Be sure to turn the sound down before you watch the video...Some of the sounds can be really loud!!
Before last week I thought I understood what therapeutic horticulture meant, but as we learned more about therapeutic horticulture and landscape I realized that I was grouping these two topics together. After last weeks readings I realized that I did not truly know what therapeutic horticulture is. I did a little research and I found that the Dallas Arboretum offered a pretty extensive therapeutic horticulture program.
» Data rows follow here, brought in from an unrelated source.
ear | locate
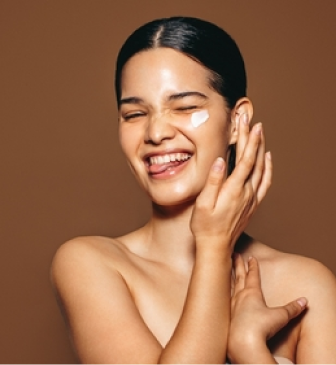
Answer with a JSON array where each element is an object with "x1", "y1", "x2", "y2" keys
[{"x1": 229, "y1": 97, "x2": 253, "y2": 144}]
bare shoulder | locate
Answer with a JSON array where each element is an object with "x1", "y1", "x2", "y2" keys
[
  {"x1": 247, "y1": 237, "x2": 336, "y2": 365},
  {"x1": 50, "y1": 236, "x2": 137, "y2": 305},
  {"x1": 51, "y1": 236, "x2": 126, "y2": 279},
  {"x1": 247, "y1": 237, "x2": 336, "y2": 304}
]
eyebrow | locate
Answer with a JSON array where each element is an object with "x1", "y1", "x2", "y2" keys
[
  {"x1": 168, "y1": 91, "x2": 209, "y2": 101},
  {"x1": 119, "y1": 91, "x2": 209, "y2": 106}
]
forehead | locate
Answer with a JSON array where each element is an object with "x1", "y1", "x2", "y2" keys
[{"x1": 121, "y1": 48, "x2": 211, "y2": 98}]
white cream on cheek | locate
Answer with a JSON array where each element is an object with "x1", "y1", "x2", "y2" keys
[{"x1": 191, "y1": 109, "x2": 209, "y2": 128}]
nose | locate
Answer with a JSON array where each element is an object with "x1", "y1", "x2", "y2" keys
[{"x1": 145, "y1": 114, "x2": 176, "y2": 145}]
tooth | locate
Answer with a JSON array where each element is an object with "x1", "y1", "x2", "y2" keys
[{"x1": 163, "y1": 155, "x2": 170, "y2": 163}]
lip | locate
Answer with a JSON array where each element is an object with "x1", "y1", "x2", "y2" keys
[
  {"x1": 143, "y1": 148, "x2": 193, "y2": 180},
  {"x1": 142, "y1": 148, "x2": 193, "y2": 163},
  {"x1": 147, "y1": 157, "x2": 191, "y2": 180}
]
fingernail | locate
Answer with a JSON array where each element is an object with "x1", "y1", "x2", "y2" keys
[
  {"x1": 255, "y1": 123, "x2": 262, "y2": 134},
  {"x1": 297, "y1": 298, "x2": 308, "y2": 308},
  {"x1": 212, "y1": 157, "x2": 224, "y2": 172}
]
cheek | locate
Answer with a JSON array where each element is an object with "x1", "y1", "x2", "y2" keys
[{"x1": 190, "y1": 109, "x2": 209, "y2": 128}]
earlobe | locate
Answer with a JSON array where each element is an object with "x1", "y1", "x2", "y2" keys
[{"x1": 229, "y1": 97, "x2": 253, "y2": 144}]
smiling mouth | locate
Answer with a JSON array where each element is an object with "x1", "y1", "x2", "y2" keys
[
  {"x1": 148, "y1": 152, "x2": 191, "y2": 166},
  {"x1": 147, "y1": 152, "x2": 191, "y2": 175}
]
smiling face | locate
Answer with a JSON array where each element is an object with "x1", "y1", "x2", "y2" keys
[{"x1": 119, "y1": 48, "x2": 233, "y2": 206}]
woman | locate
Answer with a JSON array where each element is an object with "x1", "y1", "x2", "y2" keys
[{"x1": 52, "y1": 17, "x2": 336, "y2": 365}]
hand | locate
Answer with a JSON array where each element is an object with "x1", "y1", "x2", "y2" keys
[
  {"x1": 228, "y1": 254, "x2": 307, "y2": 350},
  {"x1": 190, "y1": 114, "x2": 272, "y2": 252}
]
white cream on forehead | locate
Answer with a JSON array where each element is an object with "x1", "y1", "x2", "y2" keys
[{"x1": 191, "y1": 109, "x2": 209, "y2": 128}]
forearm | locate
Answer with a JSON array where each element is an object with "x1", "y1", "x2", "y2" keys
[
  {"x1": 159, "y1": 242, "x2": 231, "y2": 365},
  {"x1": 229, "y1": 338, "x2": 278, "y2": 365}
]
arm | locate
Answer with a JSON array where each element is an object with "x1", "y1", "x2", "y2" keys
[
  {"x1": 52, "y1": 114, "x2": 269, "y2": 365},
  {"x1": 228, "y1": 254, "x2": 307, "y2": 365},
  {"x1": 297, "y1": 259, "x2": 336, "y2": 365}
]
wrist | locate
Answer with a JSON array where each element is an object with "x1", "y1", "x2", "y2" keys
[{"x1": 227, "y1": 334, "x2": 277, "y2": 365}]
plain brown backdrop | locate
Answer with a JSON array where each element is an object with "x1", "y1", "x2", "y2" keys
[{"x1": 0, "y1": 0, "x2": 336, "y2": 365}]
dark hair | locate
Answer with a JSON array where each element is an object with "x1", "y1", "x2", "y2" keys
[
  {"x1": 115, "y1": 17, "x2": 247, "y2": 174},
  {"x1": 115, "y1": 17, "x2": 246, "y2": 109}
]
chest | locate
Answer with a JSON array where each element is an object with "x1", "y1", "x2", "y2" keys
[{"x1": 124, "y1": 260, "x2": 300, "y2": 359}]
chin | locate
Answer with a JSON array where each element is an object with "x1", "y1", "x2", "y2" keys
[{"x1": 150, "y1": 189, "x2": 198, "y2": 209}]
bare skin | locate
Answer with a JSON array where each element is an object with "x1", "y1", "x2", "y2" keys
[{"x1": 52, "y1": 49, "x2": 336, "y2": 365}]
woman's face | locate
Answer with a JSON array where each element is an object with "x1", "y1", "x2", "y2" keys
[{"x1": 119, "y1": 48, "x2": 236, "y2": 206}]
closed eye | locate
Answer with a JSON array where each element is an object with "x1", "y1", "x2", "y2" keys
[
  {"x1": 123, "y1": 113, "x2": 146, "y2": 121},
  {"x1": 176, "y1": 105, "x2": 198, "y2": 111}
]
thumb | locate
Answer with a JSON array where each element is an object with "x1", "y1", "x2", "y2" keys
[{"x1": 269, "y1": 298, "x2": 308, "y2": 338}]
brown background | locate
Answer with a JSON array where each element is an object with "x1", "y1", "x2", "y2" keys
[{"x1": 0, "y1": 0, "x2": 336, "y2": 365}]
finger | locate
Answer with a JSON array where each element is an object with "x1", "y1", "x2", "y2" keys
[
  {"x1": 257, "y1": 152, "x2": 273, "y2": 204},
  {"x1": 231, "y1": 123, "x2": 261, "y2": 188},
  {"x1": 236, "y1": 113, "x2": 250, "y2": 164},
  {"x1": 233, "y1": 253, "x2": 246, "y2": 295},
  {"x1": 245, "y1": 256, "x2": 261, "y2": 288},
  {"x1": 196, "y1": 157, "x2": 226, "y2": 208},
  {"x1": 251, "y1": 125, "x2": 265, "y2": 191},
  {"x1": 270, "y1": 298, "x2": 308, "y2": 337}
]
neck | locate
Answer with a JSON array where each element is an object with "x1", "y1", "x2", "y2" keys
[{"x1": 138, "y1": 203, "x2": 195, "y2": 267}]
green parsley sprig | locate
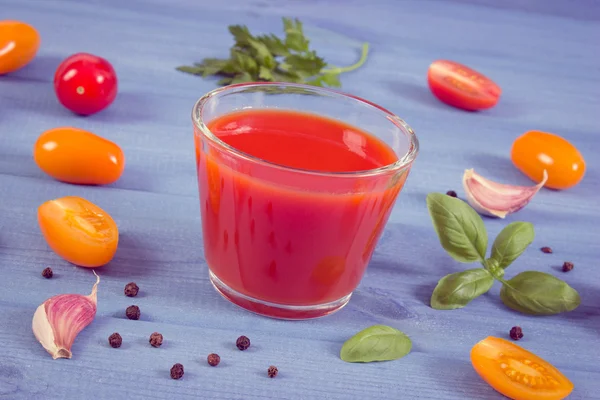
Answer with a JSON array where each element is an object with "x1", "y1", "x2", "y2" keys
[{"x1": 177, "y1": 18, "x2": 369, "y2": 87}]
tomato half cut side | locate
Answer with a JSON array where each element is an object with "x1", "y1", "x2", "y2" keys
[
  {"x1": 38, "y1": 196, "x2": 119, "y2": 268},
  {"x1": 427, "y1": 60, "x2": 502, "y2": 111},
  {"x1": 471, "y1": 336, "x2": 573, "y2": 400}
]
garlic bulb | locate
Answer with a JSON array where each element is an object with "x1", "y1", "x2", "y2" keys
[
  {"x1": 463, "y1": 169, "x2": 548, "y2": 218},
  {"x1": 32, "y1": 272, "x2": 100, "y2": 360}
]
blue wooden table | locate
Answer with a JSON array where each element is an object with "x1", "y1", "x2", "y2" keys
[{"x1": 0, "y1": 0, "x2": 600, "y2": 400}]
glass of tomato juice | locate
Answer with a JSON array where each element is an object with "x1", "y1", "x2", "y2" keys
[{"x1": 192, "y1": 83, "x2": 419, "y2": 319}]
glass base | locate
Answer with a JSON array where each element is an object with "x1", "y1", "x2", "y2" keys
[{"x1": 208, "y1": 270, "x2": 352, "y2": 320}]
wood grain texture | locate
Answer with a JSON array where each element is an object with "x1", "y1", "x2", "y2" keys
[{"x1": 0, "y1": 0, "x2": 600, "y2": 400}]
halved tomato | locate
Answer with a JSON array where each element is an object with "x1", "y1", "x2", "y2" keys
[
  {"x1": 427, "y1": 60, "x2": 502, "y2": 111},
  {"x1": 471, "y1": 336, "x2": 573, "y2": 400},
  {"x1": 38, "y1": 196, "x2": 119, "y2": 268}
]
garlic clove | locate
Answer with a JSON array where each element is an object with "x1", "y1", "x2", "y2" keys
[
  {"x1": 463, "y1": 168, "x2": 548, "y2": 218},
  {"x1": 31, "y1": 271, "x2": 100, "y2": 360}
]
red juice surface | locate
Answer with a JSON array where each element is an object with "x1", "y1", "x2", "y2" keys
[{"x1": 196, "y1": 109, "x2": 407, "y2": 306}]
Not only does the arboretum offer programs at their location, but they are willing to travel to different locations to offer on the go programs. It seems like many of their programs are arts and crafts related. Also I think their slogan is very related to our class "let nature nurture you." From what I understood from the website it appears that therapeutic horticulture is engaging people in hands-on activities related to horticulture products.
I found a short video that interviews some veterans who are involved in TH and discusses what TH does for them.
I do not know of any TH that is available in the area where I live, nor where I grew up. Has anyone seen or been involved with TH in their communities? I would love to see something like this at the VA Center here!